Today from our friends at REORIENT we bring you Zöe Hu’s article on artist Soukaina Joual. Hu says of Joual’s exploration of meat as a subject, “Meat’s link to violence is an easily made one, and it only takes the viewer another thoughtless step forward to affix the MENA region onto that relationship; but Joual avoids the obvious constellation of meat–violence–Arab world, instead tinkering with a type of humor that seems almost prankish in how it addresses viewers.” This article was originally published on February 13, 2017.
Soukaina Joual is not afraid of blood, and doesn’t understand why anyone else would be, either. I know this because I spent a weekend with her in Fes in Morocco for an arts conference, during which we joined an organized group tour at a local horse clinic. Joual is from Fes, where horses and mules play an essential role in the economic circuit of the city’s old Medina, one of the largest pedestrian-only areas in the world. Halfway through the clinic tour, I wandered into a stable to find the guide explaining an ongoing procedure in which veterinarians were amputating a horse’s tongue. Crouching in front of the horse, staring into the silver sea urchin of needles and instruments clustered in its mouth, was Joual.
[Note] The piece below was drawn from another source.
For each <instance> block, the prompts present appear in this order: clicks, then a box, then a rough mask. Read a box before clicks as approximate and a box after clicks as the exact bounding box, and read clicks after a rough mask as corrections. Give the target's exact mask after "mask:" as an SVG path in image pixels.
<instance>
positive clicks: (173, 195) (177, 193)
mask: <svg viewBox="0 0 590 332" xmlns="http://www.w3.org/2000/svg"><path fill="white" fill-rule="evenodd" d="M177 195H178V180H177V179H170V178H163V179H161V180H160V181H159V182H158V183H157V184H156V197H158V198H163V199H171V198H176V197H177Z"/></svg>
Flesh and blood lend much inspiration to Joual, a 26-year-old artist whose first step in 2017 will be a residency at Rabat’s historic l’Appartement 22, which has seen the likes of Mona Hatoum and Adel Abdessemed cross its threshold. Her art spans multiple mediums and often invokes the raw, the red, and the repulsive. Because of its vivid imagery, it sometimes darts into the territory of gore; but what makes Joual’s pieces so provocative in particular is the playfulness involved. There is an underlying gesture in her oeuvre that swivels like a weathervane between the fake and the real. A piece like Saucisse may have all the similarities and texture of a sausage, but it is deceptive, a bloody ruse crafted from acrylic and clay. “It’s interesting—when people see meat, they have such a strong reaction,” Joual tells me. “It’s just something that exists beneath your own skin. I don’t think I’m using meat or this image of meat to shock; it’s a way of expression.”